Here is a possible path to establishing how well CMB lensing will help us with DE, in the era of LSST and DESI measurements. Let's assume that we will have LSST measurements of galaxy clustering Cl(z), LSST measurements of shear Cl(z), and DESI measurements of BAO rs/DV(z).
We have a Fisher forecasting code available to use - David Alonso's GoFish code, that includes all of these measurements, including correlations with CMB lensing. The nuisance parameters it includes are galaxy biases for the clustering, and multiplicative biases for the shear. It also includes photo-z uncertainty, some intrinsic alignment uncertainty, and some accounting for baryonic effects.

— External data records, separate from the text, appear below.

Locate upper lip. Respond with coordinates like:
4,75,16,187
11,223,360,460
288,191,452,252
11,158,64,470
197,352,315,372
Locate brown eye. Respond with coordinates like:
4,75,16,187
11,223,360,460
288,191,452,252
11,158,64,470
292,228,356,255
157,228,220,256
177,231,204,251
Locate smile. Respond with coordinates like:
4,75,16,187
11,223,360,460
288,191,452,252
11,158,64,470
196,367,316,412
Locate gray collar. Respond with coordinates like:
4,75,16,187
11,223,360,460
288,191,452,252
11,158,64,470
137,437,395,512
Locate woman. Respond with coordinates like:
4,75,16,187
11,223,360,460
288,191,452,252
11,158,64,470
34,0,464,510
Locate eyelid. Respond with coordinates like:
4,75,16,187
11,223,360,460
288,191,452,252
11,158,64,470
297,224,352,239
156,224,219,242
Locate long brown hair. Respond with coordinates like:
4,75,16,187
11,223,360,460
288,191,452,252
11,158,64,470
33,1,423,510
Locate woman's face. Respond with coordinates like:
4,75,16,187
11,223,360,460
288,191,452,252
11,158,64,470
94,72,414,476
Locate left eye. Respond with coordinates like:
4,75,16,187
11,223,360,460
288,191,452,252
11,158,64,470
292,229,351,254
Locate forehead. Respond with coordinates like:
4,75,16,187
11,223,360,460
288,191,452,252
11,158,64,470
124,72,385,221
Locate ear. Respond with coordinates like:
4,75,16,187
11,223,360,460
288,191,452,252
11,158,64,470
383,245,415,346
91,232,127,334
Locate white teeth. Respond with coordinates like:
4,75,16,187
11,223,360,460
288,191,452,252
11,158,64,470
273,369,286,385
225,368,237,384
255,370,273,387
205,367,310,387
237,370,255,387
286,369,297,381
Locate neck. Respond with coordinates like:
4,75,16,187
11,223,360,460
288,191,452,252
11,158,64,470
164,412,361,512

Currently it spits our 'standard' DE parameters w0-wa, as well as curvature, neutrino mass etc. Here is a plan:
1. Jo's student Siddharth will use GoFish code to compare w0-wa errors for Planck+DESI-BAO+LSST-clustering versus Planck+S4+DESI-BAO + LSST-clustering (including all the cross-correlations and free galaxy bias parameters), and Planck+DESI-BAO + LSST-shear versus S4+DESI-BAO LSST-shear. These two tests will demonstrate the impact of adding S4 to the currently-funded experiments. The impact of S4 is expected to be a better handle on the bias parameters, and an extra higher-redshift slice.
2. Mat Madhavacheril will adapt that code to spit out sigma8(z) like for clusters, instead of w0-wa, as we expect to see a stronger effect of the contribution of CMB lensing at high redshift.
Note - aware that many others in the S4 lensing and DE groups have similar codes and alternative routes to doing this. Other contributions on this front welcome!